Future crop waterlogging stress patterns remain similar to those occurring historically

We developed a new approach for clustering common stress patterns to facilitate functional insight into big data that would otherwise be outside the bounds of reasonable cognitive capacity. This characterisation of the timing of waterlogging stress as a function of phenology across diverse management, environments and climate types revealed two fundamental insights when assessed at the global scale. First, winter genotypes experience earlier seasonal patterns of waterlogging stress relative to spring genotypes (cf. Fig. 3a–f). Even though cereal crops are more sensitive to waterlogging during their reproductive phases, winter genotypes experienced greater yield penalty under early waterlogging (than spring genotypes under later waterlogging), because waterlogged durations experienced by winter genotypes were generally longer (Figs. 3 and 4a, d).
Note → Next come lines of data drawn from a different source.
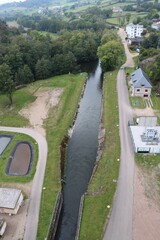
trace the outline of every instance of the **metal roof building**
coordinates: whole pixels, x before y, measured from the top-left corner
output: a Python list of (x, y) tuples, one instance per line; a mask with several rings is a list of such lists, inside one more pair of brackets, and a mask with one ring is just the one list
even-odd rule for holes
[(129, 126), (136, 153), (160, 154), (160, 126)]
[(130, 86), (132, 96), (150, 97), (152, 84), (141, 68), (131, 73)]
[(17, 214), (23, 202), (22, 191), (15, 188), (0, 188), (0, 213)]

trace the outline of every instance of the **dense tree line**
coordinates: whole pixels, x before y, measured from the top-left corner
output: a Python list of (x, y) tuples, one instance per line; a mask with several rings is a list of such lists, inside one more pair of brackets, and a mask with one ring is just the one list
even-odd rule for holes
[(105, 33), (98, 48), (103, 71), (111, 71), (123, 63), (124, 49), (117, 34), (113, 31)]
[(2, 21), (0, 32), (0, 92), (8, 88), (10, 102), (15, 86), (74, 72), (80, 63), (95, 60), (100, 42), (93, 30), (62, 30), (53, 39), (36, 30), (15, 33)]
[(101, 10), (99, 7), (88, 8), (88, 10), (76, 16), (73, 13), (66, 14), (70, 19), (65, 21), (60, 17), (43, 17), (40, 15), (21, 16), (18, 23), (24, 27), (38, 31), (49, 31), (57, 33), (62, 29), (66, 30), (84, 30), (92, 29), (95, 31), (103, 30), (106, 27), (106, 18), (111, 17), (112, 10)]

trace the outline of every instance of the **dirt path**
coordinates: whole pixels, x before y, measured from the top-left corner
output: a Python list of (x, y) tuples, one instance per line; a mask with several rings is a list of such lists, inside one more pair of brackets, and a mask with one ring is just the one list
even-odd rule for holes
[(21, 115), (29, 119), (31, 127), (43, 136), (46, 134), (43, 121), (47, 118), (49, 109), (58, 104), (62, 92), (63, 89), (39, 89), (35, 93), (35, 102), (20, 111)]
[[(123, 29), (119, 35), (124, 44), (127, 61), (124, 67), (133, 67), (133, 54), (128, 50), (125, 41), (126, 34)], [(135, 54), (137, 55), (137, 54)], [(134, 56), (135, 56), (134, 55)], [(135, 116), (154, 116), (151, 107), (133, 109)], [(154, 170), (152, 171), (154, 173)], [(156, 197), (154, 197), (156, 196)], [(159, 240), (160, 239), (160, 204), (156, 187), (156, 178), (145, 173), (135, 166), (134, 173), (134, 199), (133, 199), (133, 240)]]
[[(0, 127), (1, 131), (20, 131), (29, 134), (37, 140), (39, 146), (39, 160), (33, 182), (26, 184), (13, 183), (0, 185), (19, 188), (25, 194), (25, 200), (17, 215), (9, 216), (7, 214), (0, 214), (0, 217), (4, 217), (7, 221), (7, 229), (2, 237), (3, 240), (36, 239), (41, 190), (47, 159), (47, 144), (44, 139), (45, 129), (43, 128), (43, 121), (48, 117), (50, 108), (58, 104), (62, 92), (63, 89), (39, 89), (35, 94), (37, 96), (35, 102), (20, 111), (20, 114), (29, 119), (29, 127), (31, 129)], [(36, 130), (37, 133), (32, 131), (32, 129)]]
[[(128, 51), (125, 32), (119, 29), (127, 57), (123, 67), (133, 67), (133, 54)], [(155, 176), (149, 177), (134, 163), (133, 146), (127, 123), (133, 116), (154, 116), (152, 108), (132, 109), (128, 101), (123, 68), (117, 76), (121, 165), (117, 190), (104, 240), (159, 240), (160, 199), (157, 198)], [(150, 194), (148, 194), (150, 193)], [(153, 197), (153, 196), (156, 196)]]

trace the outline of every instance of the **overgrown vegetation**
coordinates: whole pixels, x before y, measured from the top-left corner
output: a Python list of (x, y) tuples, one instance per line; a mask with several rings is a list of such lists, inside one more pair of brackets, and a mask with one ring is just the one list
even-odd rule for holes
[[(0, 134), (9, 134), (13, 135), (13, 139), (3, 155), (1, 156), (1, 167), (0, 167), (0, 183), (26, 183), (29, 182), (33, 179), (35, 171), (36, 171), (36, 166), (37, 166), (37, 160), (38, 160), (38, 146), (37, 142), (31, 138), (28, 135), (21, 134), (21, 133), (5, 133), (5, 132), (0, 132)], [(11, 155), (11, 152), (13, 151), (15, 145), (19, 141), (28, 141), (31, 143), (33, 147), (33, 155), (34, 155), (34, 160), (32, 164), (32, 168), (30, 173), (27, 176), (7, 176), (6, 175), (6, 167), (8, 164), (9, 157)]]
[(117, 33), (110, 30), (103, 35), (98, 56), (104, 72), (114, 70), (123, 63), (124, 49)]
[(58, 107), (50, 111), (45, 122), (48, 159), (43, 185), (45, 190), (43, 190), (41, 196), (37, 235), (39, 240), (44, 240), (47, 236), (57, 193), (61, 190), (60, 143), (74, 119), (85, 79), (86, 74), (78, 74), (59, 76), (43, 82), (43, 86), (63, 88), (64, 93)]
[(85, 195), (80, 240), (101, 239), (103, 227), (112, 205), (119, 173), (120, 139), (118, 129), (117, 71), (108, 72), (104, 79), (103, 125), (105, 147), (95, 176)]

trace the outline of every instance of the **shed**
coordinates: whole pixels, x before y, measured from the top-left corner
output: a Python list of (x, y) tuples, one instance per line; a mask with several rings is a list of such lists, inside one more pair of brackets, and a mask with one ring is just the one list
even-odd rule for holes
[(129, 126), (136, 153), (160, 154), (160, 126)]
[(146, 73), (138, 68), (131, 73), (130, 78), (131, 95), (137, 97), (150, 97), (152, 85)]
[(22, 202), (20, 189), (0, 188), (0, 213), (17, 214)]
[(7, 223), (4, 219), (0, 219), (0, 236), (3, 236), (6, 230)]

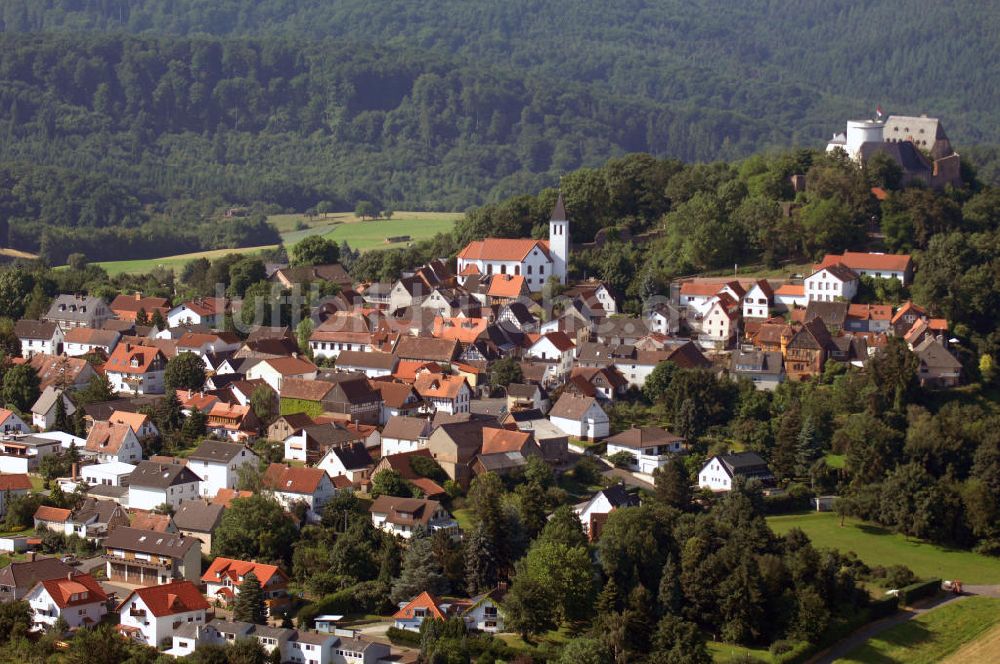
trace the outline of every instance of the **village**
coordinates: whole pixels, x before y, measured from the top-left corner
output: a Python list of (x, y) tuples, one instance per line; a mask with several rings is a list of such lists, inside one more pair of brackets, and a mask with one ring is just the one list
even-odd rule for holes
[[(0, 410), (0, 517), (32, 494), (59, 500), (42, 498), (25, 532), (0, 537), (12, 557), (3, 600), (27, 601), (39, 631), (112, 620), (178, 657), (249, 638), (274, 661), (413, 661), (387, 629), (457, 617), (470, 630), (512, 631), (507, 580), (469, 596), (414, 589), (368, 622), (303, 620), (296, 611), (315, 597), (289, 570), (217, 555), (227, 511), (259, 494), (296, 528), (327, 527), (353, 495), (405, 550), (429, 534), (467, 537), (465, 501), (487, 476), (537, 487), (524, 478), (586, 468), (582, 489), (560, 499), (597, 542), (609, 515), (642, 504), (678, 460), (706, 504), (748, 481), (784, 491), (757, 452), (699, 456), (685, 431), (615, 421), (615, 406), (665, 371), (773, 391), (837, 365), (864, 370), (901, 343), (921, 387), (963, 382), (947, 320), (909, 301), (855, 302), (870, 280), (910, 286), (910, 255), (845, 251), (780, 278), (677, 279), (626, 315), (608, 283), (570, 278), (572, 227), (560, 195), (547, 240), (473, 241), (454, 261), (391, 282), (355, 282), (339, 264), (268, 265), (278, 288), (335, 287), (307, 328), (240, 334), (226, 329), (238, 298), (138, 292), (61, 293), (39, 320), (18, 320), (12, 362), (37, 375), (39, 396), (26, 412)], [(78, 398), (95, 385), (110, 398)], [(174, 429), (199, 432), (189, 448), (157, 442), (163, 412)], [(828, 510), (832, 496), (812, 501)], [(234, 617), (248, 586), (253, 621)]]

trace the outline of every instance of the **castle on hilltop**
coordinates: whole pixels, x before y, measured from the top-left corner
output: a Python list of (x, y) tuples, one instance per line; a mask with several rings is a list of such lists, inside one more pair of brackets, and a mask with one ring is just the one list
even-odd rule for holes
[(834, 134), (826, 150), (843, 150), (859, 164), (879, 153), (888, 155), (902, 169), (903, 185), (918, 180), (934, 189), (962, 184), (958, 153), (941, 121), (926, 115), (849, 120), (847, 131)]

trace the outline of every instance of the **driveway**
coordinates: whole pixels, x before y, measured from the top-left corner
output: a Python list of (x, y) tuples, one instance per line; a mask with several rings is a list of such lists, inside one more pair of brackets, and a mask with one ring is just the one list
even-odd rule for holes
[(960, 602), (968, 596), (969, 595), (952, 595), (950, 593), (942, 594), (931, 598), (926, 602), (922, 602), (917, 607), (898, 611), (887, 618), (883, 618), (879, 621), (871, 623), (870, 625), (862, 627), (847, 638), (841, 639), (833, 647), (824, 650), (812, 659), (808, 660), (808, 664), (832, 664), (832, 662), (837, 661), (841, 657), (846, 657), (852, 650), (864, 644), (864, 642), (868, 639), (878, 636), (885, 630), (892, 629), (896, 625), (902, 625), (905, 622), (909, 622), (917, 616), (923, 615), (928, 611), (933, 611), (934, 609), (944, 606), (945, 604)]

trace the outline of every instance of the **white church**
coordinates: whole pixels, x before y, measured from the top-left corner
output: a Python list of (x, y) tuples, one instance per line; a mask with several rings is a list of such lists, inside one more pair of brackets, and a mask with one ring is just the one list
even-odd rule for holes
[(549, 220), (549, 239), (504, 239), (488, 237), (470, 242), (458, 254), (460, 276), (492, 274), (522, 275), (528, 290), (538, 292), (545, 280), (555, 276), (566, 283), (569, 260), (569, 220), (562, 194)]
Second, even though future crop waterlogging events are likely to increase by 2–10% (Supplementary Fig. 7), we revealed the serendipitous outcome in which waterlogging stress patterns for each of winter and spring genotypes under present conditions are likely to be similar to those expected in future climate (Supplementary Fig. 8). Equipped with such knowledge, agronomists and crop breeders would likely achieve more widespread impact if new spring genotypes were adapted to late-season waterlogging, while proposed development of new winter barley genotypes would likely to achieve wider impact if designed with early waterlogging in mind. It should be noted that while situations with minimal waterlogging stress (SW0 and WW0) would predominate (Fig. 3c, f); this result does not guarantee that such environments will not experience waterlogging stress under future climate, rather, that low waterlogging stress is more likely to emanate over the long-term40,47.

Similar frequencies of waterlogging under historical and future conditions is a fortuitous outcome, because it suggests that practitioners could effectively develop today’s adaptations for the temporal waterlogging patterns of tomorrow. If future waterlogging-stress patterns were dissimilar to those occurring historically, then the design of effective adaptations to future conditions would be more hindered due to the need to establish controlled-stress environments48 or create synthetic waterlogging stress patterns similar to those expected in future. However, similar historical and future waterlogging stress patterns suggest that beneficial adaptations within each waterlogging stress pattern—e.g., the early-onset severe pattern of winter barley— could be readily transferred between regions, production systems and time periods, provided that other factors remained unchanged (e.g., local-adaptation of genotypes for disease resistance). Clustering stress patterns into common groups allows us to move away from locally specific factors causing the waterlogging stress (e.g., poor drainage, rising groundwater, superfluous rainfall, sowing time, genotype, soil type etc.) to the stress pattern that would most likely be realised in a given environment as a function of crop phenology.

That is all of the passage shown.